The Russian vehicles are burning on the route to Crimea. Source: The 3rd Separate Special Purpose Regiment

Ukrainian Special Operations Forces drone operators have established aerial control over part of the Russian land supply route from occupied Melitopol to Chonhar. The path is the entry point to Crimea, and they are destroying Russian equipment and disrupting Russian military logistics on the road, the 3rd Separate Special Purpose Regiment announces.

Russian forces on the peninsula already depend on a constrained set of supply lines: the Kerch Bridge (under sustained Ukrainian threat since 2022), the rail and road corridor through occupied Donetsk Oblast, and the Melitopol-Chonhar bottleneck. Ukrainian aerial denial of any one of these links compounds pressure on the others. 
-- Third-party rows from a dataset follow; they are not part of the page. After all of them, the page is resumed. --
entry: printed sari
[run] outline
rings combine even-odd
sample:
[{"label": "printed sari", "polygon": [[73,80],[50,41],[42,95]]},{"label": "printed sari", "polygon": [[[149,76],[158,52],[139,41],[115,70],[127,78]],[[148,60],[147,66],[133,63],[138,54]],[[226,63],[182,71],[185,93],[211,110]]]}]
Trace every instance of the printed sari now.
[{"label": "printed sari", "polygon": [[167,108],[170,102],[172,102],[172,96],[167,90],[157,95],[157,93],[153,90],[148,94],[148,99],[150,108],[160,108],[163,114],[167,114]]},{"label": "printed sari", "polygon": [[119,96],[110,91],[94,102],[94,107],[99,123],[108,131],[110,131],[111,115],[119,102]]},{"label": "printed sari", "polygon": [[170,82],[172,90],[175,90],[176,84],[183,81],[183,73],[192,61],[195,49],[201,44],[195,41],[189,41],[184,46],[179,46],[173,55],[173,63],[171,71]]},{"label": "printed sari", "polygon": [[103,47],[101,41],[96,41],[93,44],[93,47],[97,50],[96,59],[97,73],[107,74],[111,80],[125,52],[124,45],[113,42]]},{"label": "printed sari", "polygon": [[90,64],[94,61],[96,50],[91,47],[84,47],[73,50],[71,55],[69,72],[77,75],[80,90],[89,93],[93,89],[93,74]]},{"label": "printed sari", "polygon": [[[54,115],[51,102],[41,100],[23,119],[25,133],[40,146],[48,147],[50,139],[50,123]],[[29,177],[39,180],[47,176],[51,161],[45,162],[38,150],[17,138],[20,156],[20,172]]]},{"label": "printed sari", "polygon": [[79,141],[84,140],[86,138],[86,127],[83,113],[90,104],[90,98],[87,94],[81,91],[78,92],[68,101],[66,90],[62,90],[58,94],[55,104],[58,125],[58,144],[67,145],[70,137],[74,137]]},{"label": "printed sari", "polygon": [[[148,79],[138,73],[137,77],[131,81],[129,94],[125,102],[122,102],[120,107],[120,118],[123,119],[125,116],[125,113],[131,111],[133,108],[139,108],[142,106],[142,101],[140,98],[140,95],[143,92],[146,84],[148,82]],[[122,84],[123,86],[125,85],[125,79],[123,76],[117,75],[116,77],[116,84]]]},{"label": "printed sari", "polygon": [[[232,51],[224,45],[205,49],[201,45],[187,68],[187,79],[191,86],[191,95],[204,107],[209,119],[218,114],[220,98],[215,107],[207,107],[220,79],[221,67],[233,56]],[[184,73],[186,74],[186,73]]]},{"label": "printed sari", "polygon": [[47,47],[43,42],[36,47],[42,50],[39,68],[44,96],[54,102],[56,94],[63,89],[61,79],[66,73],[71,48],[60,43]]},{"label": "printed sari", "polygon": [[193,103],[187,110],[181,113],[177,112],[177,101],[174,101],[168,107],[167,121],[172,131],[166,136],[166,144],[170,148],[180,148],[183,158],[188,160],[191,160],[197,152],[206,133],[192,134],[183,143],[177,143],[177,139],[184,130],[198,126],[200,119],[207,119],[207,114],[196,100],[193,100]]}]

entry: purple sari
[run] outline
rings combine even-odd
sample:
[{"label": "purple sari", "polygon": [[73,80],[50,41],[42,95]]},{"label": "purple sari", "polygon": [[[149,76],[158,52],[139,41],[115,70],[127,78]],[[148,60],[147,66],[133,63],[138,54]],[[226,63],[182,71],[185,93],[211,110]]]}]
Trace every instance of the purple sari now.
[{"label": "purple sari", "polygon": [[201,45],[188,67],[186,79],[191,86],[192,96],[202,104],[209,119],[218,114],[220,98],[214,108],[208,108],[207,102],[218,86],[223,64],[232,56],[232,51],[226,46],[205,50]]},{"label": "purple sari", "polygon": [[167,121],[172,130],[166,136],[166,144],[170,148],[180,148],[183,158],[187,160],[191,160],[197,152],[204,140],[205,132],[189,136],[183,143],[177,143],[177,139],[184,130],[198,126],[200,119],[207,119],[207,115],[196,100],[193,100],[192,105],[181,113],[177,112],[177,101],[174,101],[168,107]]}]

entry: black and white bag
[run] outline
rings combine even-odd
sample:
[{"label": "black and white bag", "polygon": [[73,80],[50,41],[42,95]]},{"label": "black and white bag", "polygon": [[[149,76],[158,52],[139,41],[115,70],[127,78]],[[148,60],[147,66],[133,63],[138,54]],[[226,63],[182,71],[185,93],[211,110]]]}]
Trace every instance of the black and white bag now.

Squeezing land corridor from both ends

The new operation puts pressure on the land corridor's western end. On 31 May, Mariupol residents reported in local group chats that Russia shut down part of its land corridor from Crimea to occupied Donetsk because of Ukrainian drones.

The Melitopol-Chonhar segment crosses flat steppe with limited cover and funnels Russian convoys through narrow bridge crossings over the Syvash to reach the peninsula, the terrain optimal for drone operators to deny the air with persistent surveillance and strike capability. 

SSO drones as the strangulation instrument

The 3rd Separate Special Purpose Regiment is one of Ukraine's veteran Special Operations Forces units, named after the tenth-century Kyivan Rus prince.

The regiment's deployment of drone operators against Russian logistics on the Melitopol-Chonhar route fits within Ukraine's broader "logistics lockdown" approach to occupied territory. Ukraine's Defense Ministry has recently committed $113 million to medium-strike drones designed to target Russian rear logistics.

"Drones of the Special Operations Forces unit are destroying equipment and breaking the enemy's logistics routes on the Melitopol-Chonhar route," the 3rd Regiment said.

What does this change for Russia on peninsula? 

Russia's military presence in Crimea depends on a continuous supply of fuel, ammunition, and food, as well as on personnel rotation. 

"As a result, the already-difficult logistics for supplying the Russian army and fuel to the peninsula have grown harder," the SSO said.